• La croissance de la consommation est, parmi les exigences manifestées, celle qui recueille actuellement la plus large approbation. Par malheur, c'est aussi celle qui, dans les pays développés, nous entraîne le plus évidemment vers un butoir, en raison de la finitude de la planète.
    Le compte à rebours a-t-il commencé ? - Ed. Stock
  • Ceux qui prêchent la croissance de la consommation, dans les pays où les besoins vitaux sont déjà plus que satisfaits, sont aussi néfastes que les dealers répandant leurs drogues.
    Le compte à rebours a-t-il commencé ? - Ed. Stock
  • Je répète inlassablement qu'il faut abandonner l'alternative croissance/décroissance, pour combiner croissance de l'utile, du sain, du culturel, décroissance de l'inutile, du malsain, de l'illusoire.
  • Le développement est une machine infernale de production/consommation/destruction créant des crises écologiques et économiques. Le développement individuel, quantitatif/matériel, conduit les aisés à une course vers le toujours plus,  mène au mal-être au sein du bien-être.
  • Celui qui croit qu'une croissance infinie dans un monde fini est possible est soit un fou, soit un économiste.
    The Economy of Love and Fear
  • La croissance économique indéfinie fait de la consommation et du toujours plus un acte civique. Cependant, le même système qui produit des marchandises à vendre fabrique par l'exclusion et le chômage des citoyens de moins en moins capables de les acheter, aberration qui, à terme, le condamne...
    Conscience et environnement, Les Éditions du Relié
  • Notre modèle de développement ressemble bien plus à une fuite éperdue vers le néant qu'à la réalisation d'un humanisme que nous ne pouvons différer sans risque majeur.
    Conscience et environnement, Les Éditions du Relié
  • Il est urgent de placer l'humain et la nature au cœur de nos préoccupations, et l'économie à leur service. S'obstiner à maintenir le profit illimité et la croissance indéfinie comme fondement de l'ordre mondial est totalement suicidaire.

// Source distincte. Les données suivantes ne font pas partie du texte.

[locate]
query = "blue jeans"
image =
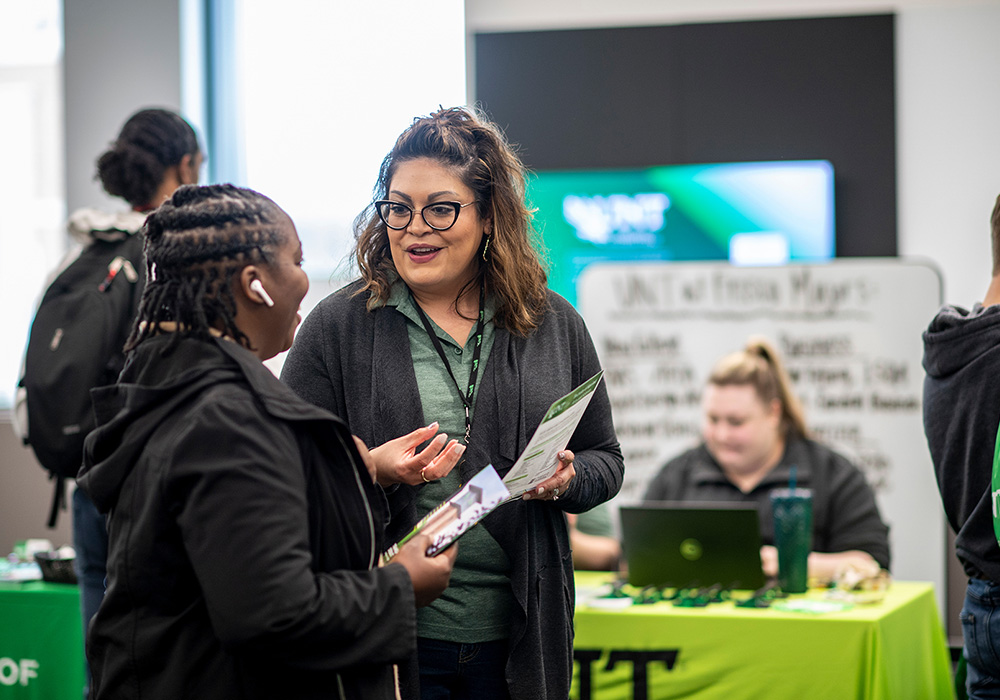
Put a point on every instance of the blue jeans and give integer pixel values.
(90, 540)
(455, 671)
(981, 631)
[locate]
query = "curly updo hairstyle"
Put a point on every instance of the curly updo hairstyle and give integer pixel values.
(196, 244)
(475, 149)
(150, 142)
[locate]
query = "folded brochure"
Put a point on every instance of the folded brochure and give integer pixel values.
(540, 460)
(485, 491)
(456, 514)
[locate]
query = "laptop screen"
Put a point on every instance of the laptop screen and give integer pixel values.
(686, 545)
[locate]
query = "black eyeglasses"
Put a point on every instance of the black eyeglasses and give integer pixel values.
(440, 216)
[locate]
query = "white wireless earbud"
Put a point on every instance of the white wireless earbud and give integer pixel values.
(259, 288)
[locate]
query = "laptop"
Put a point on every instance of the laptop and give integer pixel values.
(685, 545)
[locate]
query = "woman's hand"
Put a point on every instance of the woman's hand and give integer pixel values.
(398, 462)
(429, 575)
(550, 489)
(366, 456)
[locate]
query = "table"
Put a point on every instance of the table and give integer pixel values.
(41, 641)
(891, 650)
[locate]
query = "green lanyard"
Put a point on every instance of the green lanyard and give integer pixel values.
(480, 325)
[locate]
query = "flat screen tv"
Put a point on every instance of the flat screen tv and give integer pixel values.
(760, 213)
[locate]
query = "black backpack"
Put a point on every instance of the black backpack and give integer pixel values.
(76, 343)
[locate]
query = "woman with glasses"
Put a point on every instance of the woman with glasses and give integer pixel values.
(451, 329)
(245, 524)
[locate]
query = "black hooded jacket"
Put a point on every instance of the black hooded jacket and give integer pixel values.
(244, 533)
(961, 413)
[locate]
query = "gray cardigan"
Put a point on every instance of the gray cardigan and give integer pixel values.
(357, 364)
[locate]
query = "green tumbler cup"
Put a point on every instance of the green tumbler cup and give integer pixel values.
(792, 509)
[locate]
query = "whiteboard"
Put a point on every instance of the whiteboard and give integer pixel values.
(850, 335)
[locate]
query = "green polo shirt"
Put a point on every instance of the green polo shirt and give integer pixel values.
(478, 603)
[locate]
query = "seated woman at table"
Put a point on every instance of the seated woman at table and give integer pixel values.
(244, 523)
(754, 433)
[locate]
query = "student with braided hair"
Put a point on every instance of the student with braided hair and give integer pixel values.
(244, 524)
(754, 433)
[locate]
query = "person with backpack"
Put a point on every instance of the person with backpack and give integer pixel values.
(84, 318)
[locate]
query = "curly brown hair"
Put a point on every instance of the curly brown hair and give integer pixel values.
(475, 149)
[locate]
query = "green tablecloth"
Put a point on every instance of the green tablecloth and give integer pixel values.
(41, 642)
(891, 650)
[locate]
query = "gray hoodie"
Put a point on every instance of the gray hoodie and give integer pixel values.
(961, 412)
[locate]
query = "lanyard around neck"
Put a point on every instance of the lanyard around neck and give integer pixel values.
(480, 325)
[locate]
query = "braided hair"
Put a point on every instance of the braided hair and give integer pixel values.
(196, 243)
(150, 142)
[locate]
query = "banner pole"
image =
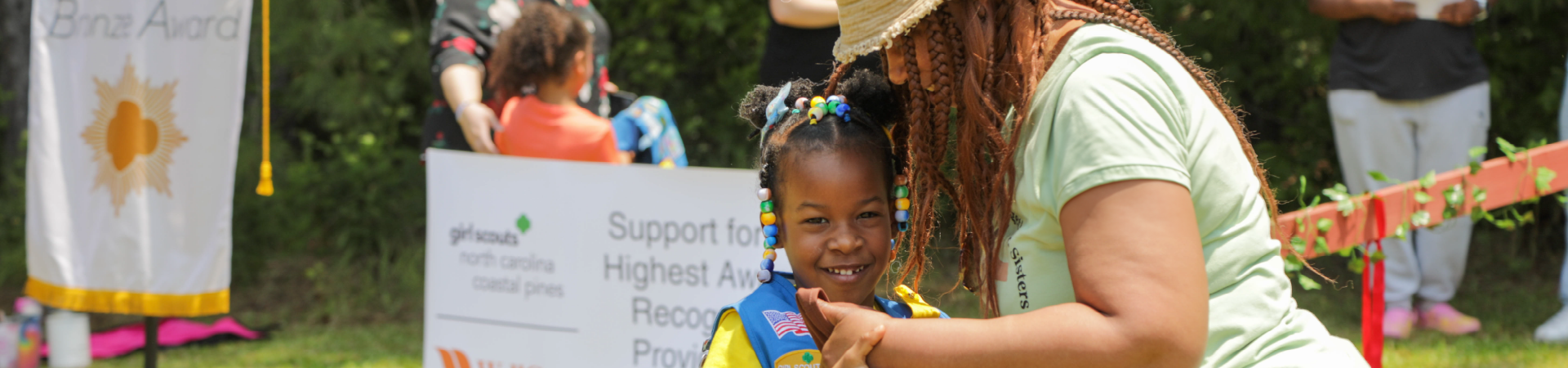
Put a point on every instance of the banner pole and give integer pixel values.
(265, 186)
(151, 348)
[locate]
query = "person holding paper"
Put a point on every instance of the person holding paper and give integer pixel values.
(1409, 95)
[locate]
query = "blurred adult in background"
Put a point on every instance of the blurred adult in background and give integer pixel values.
(800, 41)
(1409, 95)
(1556, 329)
(461, 41)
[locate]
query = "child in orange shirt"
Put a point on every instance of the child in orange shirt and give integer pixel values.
(549, 51)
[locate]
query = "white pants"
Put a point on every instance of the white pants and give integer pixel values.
(1562, 134)
(1407, 139)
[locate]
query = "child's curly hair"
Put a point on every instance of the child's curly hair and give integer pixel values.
(538, 47)
(874, 109)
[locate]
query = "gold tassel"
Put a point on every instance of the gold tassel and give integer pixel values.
(265, 187)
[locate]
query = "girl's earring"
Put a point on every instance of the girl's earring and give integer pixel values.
(770, 230)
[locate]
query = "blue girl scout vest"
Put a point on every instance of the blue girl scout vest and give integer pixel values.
(775, 327)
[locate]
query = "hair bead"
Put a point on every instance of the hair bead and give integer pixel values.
(768, 219)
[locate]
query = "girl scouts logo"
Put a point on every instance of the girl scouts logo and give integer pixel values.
(132, 136)
(799, 359)
(786, 323)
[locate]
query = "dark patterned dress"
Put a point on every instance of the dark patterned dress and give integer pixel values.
(465, 32)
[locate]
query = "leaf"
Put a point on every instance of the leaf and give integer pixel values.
(1477, 151)
(1423, 197)
(1303, 187)
(1419, 219)
(1544, 178)
(1380, 177)
(524, 224)
(1308, 282)
(1454, 195)
(1356, 265)
(1508, 148)
(1338, 192)
(1346, 208)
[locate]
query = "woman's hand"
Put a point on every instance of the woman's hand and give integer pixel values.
(477, 122)
(1460, 15)
(853, 327)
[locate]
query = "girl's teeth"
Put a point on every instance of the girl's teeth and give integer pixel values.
(845, 271)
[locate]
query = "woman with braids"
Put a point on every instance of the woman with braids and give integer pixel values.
(1109, 206)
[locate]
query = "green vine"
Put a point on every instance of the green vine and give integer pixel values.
(1454, 199)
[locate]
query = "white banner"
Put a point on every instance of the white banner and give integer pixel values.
(134, 120)
(550, 263)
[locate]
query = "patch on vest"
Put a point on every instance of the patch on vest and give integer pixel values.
(800, 359)
(786, 323)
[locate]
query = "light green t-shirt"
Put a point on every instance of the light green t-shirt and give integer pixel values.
(1116, 107)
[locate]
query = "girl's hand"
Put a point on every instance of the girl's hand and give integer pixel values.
(855, 357)
(853, 334)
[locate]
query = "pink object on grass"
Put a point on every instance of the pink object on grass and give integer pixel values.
(172, 332)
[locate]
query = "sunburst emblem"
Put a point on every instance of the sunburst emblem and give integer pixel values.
(132, 136)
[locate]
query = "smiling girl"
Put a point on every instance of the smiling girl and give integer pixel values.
(833, 200)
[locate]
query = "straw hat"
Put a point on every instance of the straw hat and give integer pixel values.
(869, 25)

    La part du colibri. Ed. de l'Aube
  • Le futur doit être impérativement pensé et construit sur les critères et les solutions inspirés par un diagnostic très objectif de la réalité universelle. L'humanité doit pour cela se libérer d'un modèle dominant fondé sur l'asservissement, l'épuisement accéléré des ressources vitales et la détérioration biologique de la biosphère. Ce nouveau paradigme n'adviendra durablement qu'en mettant fin à l'illusion irréaliste d'un toujours plus de croissance terriblement inégalitaire, générateur de détresse et de violence.

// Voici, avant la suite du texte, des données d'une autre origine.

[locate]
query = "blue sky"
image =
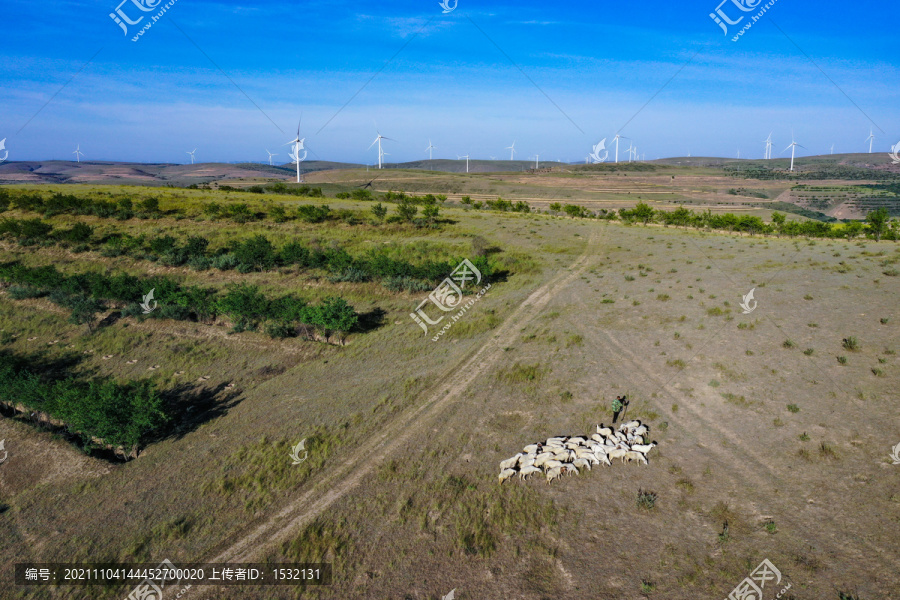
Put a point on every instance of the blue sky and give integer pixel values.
(579, 72)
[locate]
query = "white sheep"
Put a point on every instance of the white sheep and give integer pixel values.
(526, 471)
(541, 459)
(553, 473)
(616, 453)
(509, 463)
(643, 448)
(630, 456)
(604, 431)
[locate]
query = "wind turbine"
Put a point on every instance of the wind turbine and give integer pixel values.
(381, 152)
(298, 146)
(793, 146)
(616, 139)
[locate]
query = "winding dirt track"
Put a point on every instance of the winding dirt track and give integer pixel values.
(344, 476)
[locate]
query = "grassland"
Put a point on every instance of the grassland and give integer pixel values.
(765, 450)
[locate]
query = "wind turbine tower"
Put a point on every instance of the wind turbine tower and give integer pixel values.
(794, 145)
(617, 138)
(297, 147)
(381, 152)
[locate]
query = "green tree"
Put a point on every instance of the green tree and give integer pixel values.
(335, 315)
(278, 214)
(430, 213)
(407, 210)
(256, 253)
(379, 212)
(877, 220)
(778, 219)
(643, 212)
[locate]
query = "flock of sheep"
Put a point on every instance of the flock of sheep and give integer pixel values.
(560, 455)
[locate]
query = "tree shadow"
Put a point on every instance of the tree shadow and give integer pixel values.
(370, 321)
(190, 406)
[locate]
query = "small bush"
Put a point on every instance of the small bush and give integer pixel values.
(23, 292)
(646, 499)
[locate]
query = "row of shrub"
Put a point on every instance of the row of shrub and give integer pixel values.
(239, 212)
(58, 204)
(85, 295)
(257, 253)
(878, 223)
(499, 205)
(817, 172)
(120, 414)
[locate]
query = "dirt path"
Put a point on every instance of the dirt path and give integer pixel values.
(750, 470)
(343, 477)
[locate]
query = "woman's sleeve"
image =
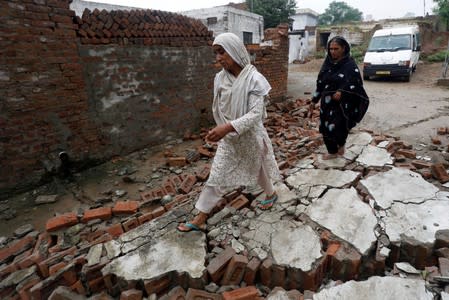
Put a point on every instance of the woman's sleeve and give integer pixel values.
(256, 108)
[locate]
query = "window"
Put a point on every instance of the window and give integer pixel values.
(247, 37)
(211, 21)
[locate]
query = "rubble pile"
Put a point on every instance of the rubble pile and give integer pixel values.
(335, 230)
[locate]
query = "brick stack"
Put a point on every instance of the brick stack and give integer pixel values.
(43, 103)
(147, 27)
(272, 61)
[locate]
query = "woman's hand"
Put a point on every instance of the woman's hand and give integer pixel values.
(336, 96)
(217, 133)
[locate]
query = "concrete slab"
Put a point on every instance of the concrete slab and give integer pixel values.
(403, 186)
(373, 156)
(377, 288)
(419, 222)
(175, 251)
(347, 216)
(295, 245)
(313, 177)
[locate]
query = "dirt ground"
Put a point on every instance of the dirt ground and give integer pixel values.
(410, 110)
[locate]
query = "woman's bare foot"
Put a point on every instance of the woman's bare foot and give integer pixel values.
(197, 224)
(328, 156)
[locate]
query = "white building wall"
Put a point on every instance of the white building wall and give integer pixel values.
(230, 19)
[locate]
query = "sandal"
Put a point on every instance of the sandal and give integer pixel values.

    Éloge du génie créateur de la société civile, éd. Babel
  • On invoque toujours ce mythe de la croissance économique comme étant la solution alors que c'est le gros problème. Le sobriété heureuse, ce n'est pas dire « Serrons-nous la ceinture », pas du tout. Il s'agit de revenir à la juste mesure des choses : avoir ce qui est nécessaire à la vie comme se nourrir, être vêtu, avoir un toit sur sa tête, se soigner quand on en a besoin. Pour le reste, il faut laisser la place à la jubilation, à la joie, libérer du temps pour autre chose.
    Sagesse pour notre temps, entretiens avec F. Lenoir et L. Anvar, éd. Albin Michel
  • Croyez-vous encore qu'une croissance infinie soit possible sur une planète où les ressources sont limitées ?

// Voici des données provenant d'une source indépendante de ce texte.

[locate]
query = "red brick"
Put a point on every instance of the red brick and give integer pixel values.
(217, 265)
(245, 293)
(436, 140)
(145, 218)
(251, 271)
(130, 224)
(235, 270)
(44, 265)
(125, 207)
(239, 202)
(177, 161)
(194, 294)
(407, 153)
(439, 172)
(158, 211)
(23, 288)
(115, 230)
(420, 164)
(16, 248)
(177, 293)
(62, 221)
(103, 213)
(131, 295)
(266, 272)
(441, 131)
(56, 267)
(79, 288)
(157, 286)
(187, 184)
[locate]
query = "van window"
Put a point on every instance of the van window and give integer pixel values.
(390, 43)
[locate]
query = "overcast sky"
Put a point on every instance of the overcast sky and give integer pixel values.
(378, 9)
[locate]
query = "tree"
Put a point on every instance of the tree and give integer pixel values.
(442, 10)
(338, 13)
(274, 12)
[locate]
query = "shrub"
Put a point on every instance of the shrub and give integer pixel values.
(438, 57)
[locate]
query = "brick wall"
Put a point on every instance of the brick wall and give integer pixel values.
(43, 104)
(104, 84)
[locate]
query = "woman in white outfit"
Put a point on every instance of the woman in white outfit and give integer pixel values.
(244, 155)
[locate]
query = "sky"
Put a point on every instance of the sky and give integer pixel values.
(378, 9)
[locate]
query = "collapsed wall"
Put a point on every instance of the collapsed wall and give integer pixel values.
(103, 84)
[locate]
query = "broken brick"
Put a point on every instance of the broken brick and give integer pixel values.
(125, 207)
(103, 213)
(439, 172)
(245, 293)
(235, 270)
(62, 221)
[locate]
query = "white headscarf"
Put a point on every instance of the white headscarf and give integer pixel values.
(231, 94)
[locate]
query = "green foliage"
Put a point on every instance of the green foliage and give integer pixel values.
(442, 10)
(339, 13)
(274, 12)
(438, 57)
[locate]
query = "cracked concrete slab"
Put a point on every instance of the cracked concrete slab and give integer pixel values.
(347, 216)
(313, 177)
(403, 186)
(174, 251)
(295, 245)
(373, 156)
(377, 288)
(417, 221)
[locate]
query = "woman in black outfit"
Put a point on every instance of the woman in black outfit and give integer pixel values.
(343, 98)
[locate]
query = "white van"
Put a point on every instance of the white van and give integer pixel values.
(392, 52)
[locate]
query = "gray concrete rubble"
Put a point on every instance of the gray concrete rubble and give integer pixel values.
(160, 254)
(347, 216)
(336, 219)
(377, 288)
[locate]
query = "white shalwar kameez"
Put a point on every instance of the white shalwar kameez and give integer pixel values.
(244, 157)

  • [...] le message publicitaire a ceci de pervers, c'est bien connu, qu'il a pour effet de nous faire confondre inconsciemment le bonheur et les biens matériels, de faire se sentir « ridicule» , « dévalorisé»  ou même « raté»  celui ou celle qui ne possède pas tel modèle de voiture, tel parfum, tel smartphone. Ainsi sommes-nous désinformés, décervelés, transformés en automates crédules et consentants, alors qu'en nous incitant sans cesse à croire à la nécessité de cette sacro-sainte croissance, ils mettent nos vies - des milliards de vies - en péril mortel, et ils le savent.
    L'humanité de péril, éd. Flammarion
  • Le modèle de développement et de croissance économique, le contrôle des entreprises et la cupidité économique, ne sont pas seulement en train de détruire la nature, ils sont aussi en train de détruire notre humanité, c'est-à-dire notre capacité à faire preuve de solidarité, de compassion, et à prendre soin des autres. Mais aussi notre capacité à être entiers et vraiment humains, à vivre pleinement notre potentiel de bien-être et de bonheur. Nous sommes le sol, nous sommes la terre. Prendre soin de la planète, régénérer ses processus écologiques, est un devoir éthique et écologique. En prenant soin de la Terre, nous semons les graines de notre futur.